New OpenAI models "think" with images
Add Axios as your preferred source to
see more of our stories on Google.

Illustration: Aïda Amer/Axios
OpenAI on Wednesday released two new AI models — o3 and o4-mini — designed to handle a broader range of tasks, from coding to visual analysis.
Why it matters: OpenAI says o3 is its most advanced reasoning model yet and the first in its series of models to handle web browsing, image generation and visual understanding.
Driving the news: OpenAI said it was immediately releasing o3 as well as o4-mini, which it bills as a "smaller, faster model that delivers impressive results — especially in math, coding, and visual tasks — at lower cost."
- The integration of web browsing and image capabilities into o3 "helps them solve complex, multi-step problems more effectively and take real steps toward acting independently," OpenAI said.
- "OpenAI o3 and o4-mini are our first models that can think with images — meaning they don't just see an image, they can integrate visual information directly into their reasoning chain."
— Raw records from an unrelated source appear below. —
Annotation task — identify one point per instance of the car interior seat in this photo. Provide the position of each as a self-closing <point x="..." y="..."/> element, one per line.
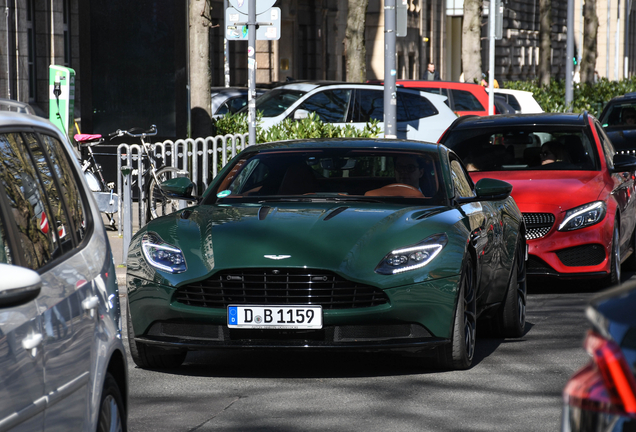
<point x="532" y="156"/>
<point x="575" y="149"/>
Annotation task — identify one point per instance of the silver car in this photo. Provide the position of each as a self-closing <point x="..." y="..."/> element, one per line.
<point x="62" y="361"/>
<point x="419" y="115"/>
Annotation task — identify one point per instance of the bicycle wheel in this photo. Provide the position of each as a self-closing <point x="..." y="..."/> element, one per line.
<point x="157" y="204"/>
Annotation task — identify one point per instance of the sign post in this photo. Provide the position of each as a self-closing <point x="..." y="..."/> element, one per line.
<point x="243" y="22"/>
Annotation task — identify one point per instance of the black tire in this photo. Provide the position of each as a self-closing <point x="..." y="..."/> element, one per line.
<point x="511" y="319"/>
<point x="630" y="263"/>
<point x="459" y="353"/>
<point x="150" y="357"/>
<point x="614" y="277"/>
<point x="112" y="412"/>
<point x="156" y="203"/>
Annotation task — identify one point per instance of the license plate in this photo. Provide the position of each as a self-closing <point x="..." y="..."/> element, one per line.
<point x="275" y="317"/>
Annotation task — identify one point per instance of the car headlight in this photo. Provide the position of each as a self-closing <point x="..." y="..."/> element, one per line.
<point x="161" y="255"/>
<point x="583" y="216"/>
<point x="412" y="257"/>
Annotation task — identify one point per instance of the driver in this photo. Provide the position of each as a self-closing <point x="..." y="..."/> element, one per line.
<point x="409" y="170"/>
<point x="629" y="116"/>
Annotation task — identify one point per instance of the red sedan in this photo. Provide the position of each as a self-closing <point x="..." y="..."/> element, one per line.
<point x="463" y="98"/>
<point x="576" y="194"/>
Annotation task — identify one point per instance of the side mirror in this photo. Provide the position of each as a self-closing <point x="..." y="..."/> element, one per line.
<point x="178" y="188"/>
<point x="624" y="163"/>
<point x="301" y="114"/>
<point x="19" y="285"/>
<point x="492" y="189"/>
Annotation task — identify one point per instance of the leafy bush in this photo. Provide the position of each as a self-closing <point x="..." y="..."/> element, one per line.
<point x="310" y="127"/>
<point x="590" y="97"/>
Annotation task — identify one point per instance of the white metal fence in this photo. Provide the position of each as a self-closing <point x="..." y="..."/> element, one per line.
<point x="201" y="158"/>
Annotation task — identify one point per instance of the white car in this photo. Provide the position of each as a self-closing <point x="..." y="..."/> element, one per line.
<point x="420" y="116"/>
<point x="522" y="101"/>
<point x="63" y="365"/>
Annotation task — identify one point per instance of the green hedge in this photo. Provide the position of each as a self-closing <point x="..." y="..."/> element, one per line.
<point x="311" y="127"/>
<point x="590" y="97"/>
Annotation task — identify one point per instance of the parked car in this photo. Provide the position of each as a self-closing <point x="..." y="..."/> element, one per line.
<point x="522" y="101"/>
<point x="62" y="360"/>
<point x="463" y="98"/>
<point x="352" y="244"/>
<point x="619" y="121"/>
<point x="420" y="116"/>
<point x="502" y="106"/>
<point x="601" y="396"/>
<point x="576" y="194"/>
<point x="230" y="99"/>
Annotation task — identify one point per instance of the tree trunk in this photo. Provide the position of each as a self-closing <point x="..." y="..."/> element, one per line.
<point x="588" y="59"/>
<point x="471" y="40"/>
<point x="545" y="42"/>
<point x="355" y="51"/>
<point x="200" y="77"/>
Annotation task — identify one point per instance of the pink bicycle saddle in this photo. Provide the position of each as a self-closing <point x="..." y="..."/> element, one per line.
<point x="86" y="137"/>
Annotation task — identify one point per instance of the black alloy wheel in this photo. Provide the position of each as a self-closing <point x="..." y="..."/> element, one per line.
<point x="112" y="414"/>
<point x="459" y="353"/>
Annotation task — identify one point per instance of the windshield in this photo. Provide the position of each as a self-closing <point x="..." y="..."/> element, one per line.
<point x="275" y="102"/>
<point x="333" y="174"/>
<point x="621" y="116"/>
<point x="524" y="148"/>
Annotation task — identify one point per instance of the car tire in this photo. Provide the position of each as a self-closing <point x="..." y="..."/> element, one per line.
<point x="614" y="277"/>
<point x="150" y="357"/>
<point x="511" y="318"/>
<point x="459" y="353"/>
<point x="630" y="263"/>
<point x="112" y="412"/>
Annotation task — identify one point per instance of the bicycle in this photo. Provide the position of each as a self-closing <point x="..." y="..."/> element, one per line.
<point x="155" y="202"/>
<point x="104" y="192"/>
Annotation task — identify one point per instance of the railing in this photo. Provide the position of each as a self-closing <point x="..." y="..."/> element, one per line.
<point x="201" y="158"/>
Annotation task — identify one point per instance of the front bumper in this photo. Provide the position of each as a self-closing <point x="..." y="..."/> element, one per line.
<point x="572" y="254"/>
<point x="417" y="317"/>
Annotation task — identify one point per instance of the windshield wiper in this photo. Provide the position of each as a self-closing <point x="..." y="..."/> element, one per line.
<point x="339" y="198"/>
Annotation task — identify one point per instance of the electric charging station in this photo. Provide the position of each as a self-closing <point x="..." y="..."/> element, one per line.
<point x="61" y="97"/>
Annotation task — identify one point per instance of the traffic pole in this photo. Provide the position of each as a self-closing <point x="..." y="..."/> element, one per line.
<point x="569" y="49"/>
<point x="390" y="92"/>
<point x="251" y="70"/>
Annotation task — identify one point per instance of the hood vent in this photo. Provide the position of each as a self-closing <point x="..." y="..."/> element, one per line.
<point x="263" y="212"/>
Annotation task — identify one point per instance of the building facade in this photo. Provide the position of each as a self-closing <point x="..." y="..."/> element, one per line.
<point x="39" y="33"/>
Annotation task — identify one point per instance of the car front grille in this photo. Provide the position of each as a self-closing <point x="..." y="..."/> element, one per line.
<point x="536" y="265"/>
<point x="538" y="224"/>
<point x="280" y="287"/>
<point x="584" y="255"/>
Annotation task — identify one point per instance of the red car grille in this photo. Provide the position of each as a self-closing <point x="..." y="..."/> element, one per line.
<point x="584" y="255"/>
<point x="538" y="224"/>
<point x="280" y="287"/>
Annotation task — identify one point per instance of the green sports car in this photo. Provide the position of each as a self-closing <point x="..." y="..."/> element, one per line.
<point x="351" y="244"/>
- Both models will be available imminently for ChatGPT Plus, Pro, and Team users, with o3-pro coming "in a few weeks."
- OpenAI is also debuting Codex CLI, which it describes as "a lightweight, open-source coding agent that runs locally" in a computer's terminal app and works with o3 and o4-mini.
Catch up quick: After initially planning a standalone release for o3, OpenAI said in February that it would merge o3 into the release of GPT-5, but then reversed course again earlier this month, with CEO Sam Altman saying o3 and o4-mini would soon be released, with GPT-5 to follow "in a few months."
The intrigue: The models were both evaluated using the revised preparedness framework that OpenAI announced on Tuesday.
- OpenAI said that the model was not scored for its persuasion capabilities, since that metric is no longer included under the new framework; however OpenAI stressed that it does look at model persuasiveness as part of its broader safety work.